Od naszych Czytelników
Niepokój informacyjny Przeczytałem serię artykułów „Czy ci się nie udziela niepokój informacyjny?” [8 stycznia 1998]. Twierdzicie, jakoby zalew wiadomości był po części spowodowany nadmiarem programów informacyjnych i czasopism.

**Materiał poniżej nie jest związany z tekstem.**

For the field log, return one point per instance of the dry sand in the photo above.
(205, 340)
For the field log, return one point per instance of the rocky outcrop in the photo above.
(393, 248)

Moim zdaniem Wasze czasopismo też może mieć w tym udział. Czy nie jest tak, że kocioł przygania garnkowi?
J. K., USA
Nasza seria zwracała uwagę na potok bezwartościowych informacji. „Przebudźcie się!” z pewnością się do tego nie przyczynia, gdyż jego celem, jak wyjaśniono na stronie 4, jest to, by ‛nie poprzestawać na powierzchownej ocenie, lecz pokazywać głębsze znaczenie współczesnych wydarzeń’. Takich wiadomości bez wątpienia nie można nazwać bezwartościowymi. (Wyd.)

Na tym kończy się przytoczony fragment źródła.